2. In addition to actively participating in the board of directors and the general meeting of shareholders, I actively pay attention to matters that may affect the company’s internal control and corporate governance structure, deeply understand the improvement and implementation of the company’s production and operation, internal control and other systems, the implementation of the resolutions of the board of directors, financial management, capital transactions and business development, and timely understand the company’s daily operation and possible business risks, Obtain the information and materials necessary for making decisions, express opinions on this at the meeting of the board of directors, and exercise their functions and powers.
3. Continued to pay attention to the company’s information disclosure, effectively supervised and verified the company’s information disclosure, urged the company to complete the information disclosure in a true, timely, complete and accurate manner in strict accordance with relevant laws and regulations and the provisions and requirements of the company’s information disclosure management system, guaranteed the fairness of information disclosure, guaranteed the right to know of the majority of investors, and safeguarded the rights and interests of the company and minority shareholders.

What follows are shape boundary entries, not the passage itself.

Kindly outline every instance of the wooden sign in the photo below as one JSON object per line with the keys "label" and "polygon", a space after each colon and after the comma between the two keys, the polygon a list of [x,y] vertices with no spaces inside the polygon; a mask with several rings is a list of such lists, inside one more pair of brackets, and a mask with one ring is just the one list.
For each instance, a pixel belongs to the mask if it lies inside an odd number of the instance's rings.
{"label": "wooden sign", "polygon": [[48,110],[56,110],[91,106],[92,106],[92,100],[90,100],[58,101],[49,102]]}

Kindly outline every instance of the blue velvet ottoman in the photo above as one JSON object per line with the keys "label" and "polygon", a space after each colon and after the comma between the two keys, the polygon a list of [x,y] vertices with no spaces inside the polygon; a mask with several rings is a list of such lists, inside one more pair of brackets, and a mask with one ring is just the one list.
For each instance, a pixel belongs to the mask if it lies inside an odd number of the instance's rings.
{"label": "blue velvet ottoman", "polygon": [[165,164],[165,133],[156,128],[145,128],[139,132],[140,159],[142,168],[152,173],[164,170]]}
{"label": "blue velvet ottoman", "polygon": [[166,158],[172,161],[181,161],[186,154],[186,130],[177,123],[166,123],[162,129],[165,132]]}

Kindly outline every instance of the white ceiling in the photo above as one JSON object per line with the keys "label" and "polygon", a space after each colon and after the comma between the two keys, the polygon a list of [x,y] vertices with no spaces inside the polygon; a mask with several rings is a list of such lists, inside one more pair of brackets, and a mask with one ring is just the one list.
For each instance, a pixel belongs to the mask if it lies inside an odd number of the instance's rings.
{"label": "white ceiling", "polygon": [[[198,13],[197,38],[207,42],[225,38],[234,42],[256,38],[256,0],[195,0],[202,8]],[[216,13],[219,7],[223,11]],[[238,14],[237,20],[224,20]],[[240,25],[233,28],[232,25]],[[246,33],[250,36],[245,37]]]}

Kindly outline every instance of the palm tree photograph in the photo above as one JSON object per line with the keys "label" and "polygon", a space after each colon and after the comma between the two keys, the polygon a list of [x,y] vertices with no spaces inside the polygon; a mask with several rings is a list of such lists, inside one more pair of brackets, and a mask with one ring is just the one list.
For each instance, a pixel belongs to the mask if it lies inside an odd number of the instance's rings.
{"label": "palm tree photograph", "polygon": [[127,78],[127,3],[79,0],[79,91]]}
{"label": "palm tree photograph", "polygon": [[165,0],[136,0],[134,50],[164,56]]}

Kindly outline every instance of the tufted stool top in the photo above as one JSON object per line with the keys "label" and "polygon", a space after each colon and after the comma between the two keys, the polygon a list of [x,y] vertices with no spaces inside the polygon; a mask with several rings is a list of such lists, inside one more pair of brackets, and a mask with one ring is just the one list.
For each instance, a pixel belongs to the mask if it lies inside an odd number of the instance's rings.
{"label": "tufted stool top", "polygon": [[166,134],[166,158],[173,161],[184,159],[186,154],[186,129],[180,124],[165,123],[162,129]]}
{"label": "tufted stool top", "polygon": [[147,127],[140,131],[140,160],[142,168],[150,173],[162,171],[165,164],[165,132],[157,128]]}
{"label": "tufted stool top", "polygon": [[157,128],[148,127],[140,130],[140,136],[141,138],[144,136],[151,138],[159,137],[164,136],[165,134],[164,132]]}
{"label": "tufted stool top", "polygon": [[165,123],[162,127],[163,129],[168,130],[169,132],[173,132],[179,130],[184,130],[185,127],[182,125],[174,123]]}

4. As an independent director of the company, I was able to perform my duties as an independent director carefully, seriously and diligently in 2021. I carefully reviewed the materials provided by the company for all major matters that need to be considered and decided by the board of directors, deeply understood the drafting of relevant proposals, used professional knowledge and expressed professional opinions in the decision-making of the board of directors.

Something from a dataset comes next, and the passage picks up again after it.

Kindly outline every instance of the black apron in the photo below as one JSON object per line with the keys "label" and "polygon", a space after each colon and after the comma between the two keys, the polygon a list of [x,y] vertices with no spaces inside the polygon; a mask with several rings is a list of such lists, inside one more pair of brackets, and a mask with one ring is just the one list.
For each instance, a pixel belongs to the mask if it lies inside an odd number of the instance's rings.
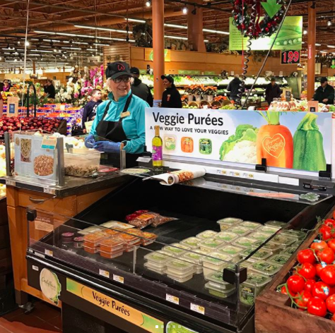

5、 Work of the professional committee of the board of directors
As the chairman of the audit committee, I presided over five audit committee meetings in 2021, reviewed various internal audit reports submitted by the company’s internal audit department, listened to the annual work summary and work plan arrangement of the internal audit department, and guided the work carried out by the audit department; Focus on the company’s major risk areas and risk matters, the effectiveness of the company’s internal control operation, the reliability and disclosure compliance of financial information, as well as the company’s major related party transactions, major investments, external guarantees and other special matters, and supervise and promote the standardized operation of the company.

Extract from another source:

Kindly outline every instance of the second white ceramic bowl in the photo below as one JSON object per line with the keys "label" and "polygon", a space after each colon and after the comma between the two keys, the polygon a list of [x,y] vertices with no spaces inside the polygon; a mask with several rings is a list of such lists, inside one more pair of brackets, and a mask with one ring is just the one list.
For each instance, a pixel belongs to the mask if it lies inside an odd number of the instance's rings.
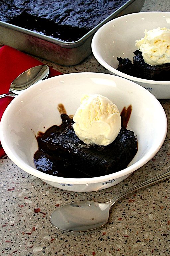
{"label": "second white ceramic bowl", "polygon": [[157,99],[170,98],[170,81],[142,79],[117,70],[117,57],[132,61],[137,50],[136,40],[144,36],[145,29],[158,27],[170,28],[170,13],[146,12],[128,14],[115,19],[100,28],[92,42],[94,57],[110,74],[131,80],[145,88]]}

In addition, I attended the strategic decision-making committee, actively participated in the discussion of the company’s strategic planning and other matters, put forward professional opinions on the company’s long-term development strategy and major investment decisions, and promoted the long-term development and effective implementation of the company’s strategy.
6、 Other matters
In 2021, the company operated well, the convening and holding of the board of directors and the general meeting of shareholders met the legal procedures, and the relevant procedures and information disclosure obligations were fulfilled for major business decisions. Therefore, in 2021, I did not propose to convene the board of directors, propose to hire or dismiss an accounting firm, propose to hire an independent external audit institution and consulting institution.
The above is my report on my performance of duties in 2021. In 2022, I will continue to study the relevant laws and regulations of Listed Companies in both places in the spirit of integrity and diligence, faithfully perform the obligations of independent directors, give full play to the role of independent directors, maintain communication with other directors, supervisors and senior managers, and provide more constructive suggestions for the development of the company.